In 1993, the New York State Department of Social Services (DSS) and the New York City Child Welfare Administration (CWA) began testing a new approach to the financing of services to foster children and their birth families based on concepts from managed care. Before this initiative, private child welfare agencies providing foster care services were reimbursed by the state for each day a child was in foster care. Under the new approach, agencies were promised a flat amount for a 3-year period which was intended to cover the costs of providing services for an identified group of children. It was hypothesized that the change in the payment system would achieve earlier permanency for children through service continuity, intensified discharge planning, and aftercare services. The initiative involved six agencies. An experimental design was implemented involving comparison groups in five of the agencies, with random assignment in three. The new financing mechanism was to be used in the experimental groups while services to the comparison group would be paid for under the old system. Funds could be used for foster care costs and any other services the agencies believed would achieve earlier permanency.
The original intent in the initiative was to collect follow-up data from workers and perhaps families and to analyze administrative data on these families to compare the foster care experiences of children and costs in the experimental and comparison groups. However, resource limitations prevented the collection of follow-up data from workers and families and also limited the analyses of administrative data. The Evaluation of Family Preservation and Reunification Services has supplemented the evaluation efforts of New York.

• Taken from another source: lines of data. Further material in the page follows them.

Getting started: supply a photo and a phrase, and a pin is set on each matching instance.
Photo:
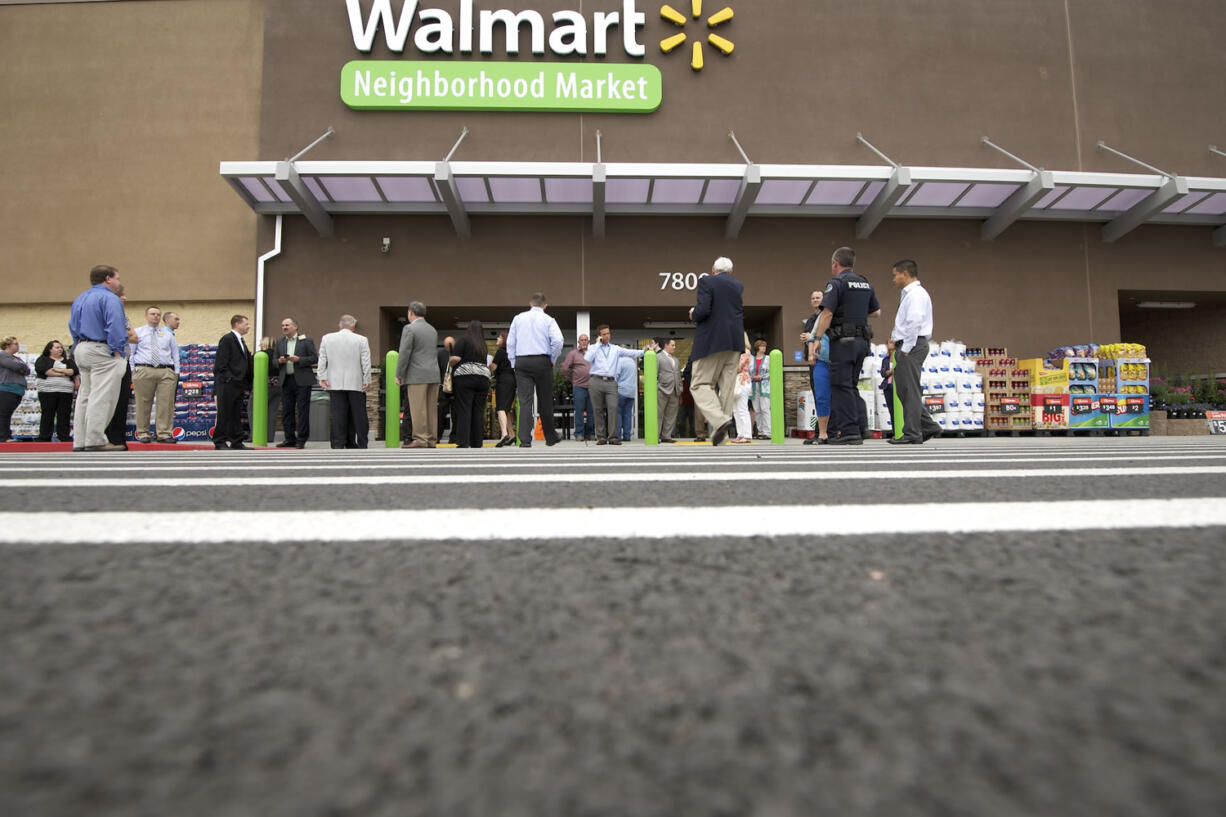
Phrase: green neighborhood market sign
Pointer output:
(392, 85)
(508, 85)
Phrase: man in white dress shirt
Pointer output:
(533, 342)
(345, 371)
(155, 358)
(912, 328)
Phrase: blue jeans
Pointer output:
(624, 416)
(585, 415)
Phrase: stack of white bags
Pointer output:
(947, 373)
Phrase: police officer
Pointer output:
(846, 306)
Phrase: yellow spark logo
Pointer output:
(678, 19)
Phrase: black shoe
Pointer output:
(846, 441)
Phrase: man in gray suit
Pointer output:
(418, 368)
(670, 387)
(345, 372)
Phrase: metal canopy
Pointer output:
(869, 194)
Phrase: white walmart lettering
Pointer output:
(437, 30)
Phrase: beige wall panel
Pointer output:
(202, 322)
(802, 80)
(117, 115)
(1149, 82)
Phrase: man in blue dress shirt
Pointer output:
(533, 342)
(602, 383)
(99, 342)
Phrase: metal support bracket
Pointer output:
(287, 177)
(598, 180)
(750, 183)
(1015, 206)
(1146, 207)
(446, 184)
(900, 179)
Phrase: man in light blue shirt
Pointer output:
(602, 383)
(533, 342)
(99, 341)
(155, 358)
(627, 390)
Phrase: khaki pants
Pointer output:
(423, 407)
(717, 369)
(101, 375)
(147, 383)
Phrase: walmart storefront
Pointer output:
(1048, 163)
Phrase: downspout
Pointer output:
(259, 282)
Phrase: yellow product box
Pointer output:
(1045, 378)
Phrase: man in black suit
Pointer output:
(293, 355)
(719, 344)
(232, 380)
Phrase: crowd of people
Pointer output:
(721, 394)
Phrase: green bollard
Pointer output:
(776, 398)
(260, 400)
(896, 409)
(391, 400)
(651, 399)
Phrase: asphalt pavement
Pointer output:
(591, 631)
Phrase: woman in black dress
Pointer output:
(57, 385)
(470, 384)
(504, 389)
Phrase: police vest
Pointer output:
(851, 314)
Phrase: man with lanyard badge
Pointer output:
(846, 306)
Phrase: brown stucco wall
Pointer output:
(115, 117)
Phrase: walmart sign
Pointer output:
(498, 85)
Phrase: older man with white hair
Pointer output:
(719, 344)
(345, 371)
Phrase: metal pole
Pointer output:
(869, 145)
(651, 399)
(776, 396)
(391, 400)
(303, 151)
(260, 400)
(1019, 161)
(732, 135)
(454, 147)
(1105, 146)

The purpose of the evaluation was to document the implementation of the program and its effects on percentage of case closings, average days in foster care, family functioning, and child behavior. The evaluation included follow-up interviews with a sample of workers and client families, analysis of administrative data, and interviews with administrative, supervisory, and front line staff about the implementation of the demonstration. Administrative data on foster care careers of children were examined.
Six New York City child welfare agencies participated in the HomeRebuilders program: Harlem Dowling, Little Flower, Miracle Makers, New York Foundling, St. Christopher-Ottilie, and St. Christopher-Jennie Clarkson. The sample for the demonstration was initially selected by New York State from its records of foster care cases in the selected agencies. Criteria for selection were agency specific. The criteria were developed to fit the particular composition of each agency's foster care population.
The evaluation began about 2 years after the demonstration began and as it was facing a precipitous ending 6 months early. Involvement in the HomeRebuilders' experiment in midstream has resulted in some design limitations. While agency caseworkers had completed structured baseline assessments of the families at the beginning of the experiment, these were incomplete and were inconsistently available across agencies. For these reasons, it was decided not to use these assessments and rely solely on follow-up data. As a result it has been possible to assess differences between experimental and comparison group cases at Time 2, but change with respect to family functioning and child behavior between Time 1 and Time 2 could not be measured. Furthermore, entering the experiment at a time that a fair number of caseworkers had already left the agencies and the experiment faced termination inevitably resulted in gaps of information about the startup of the demonstration.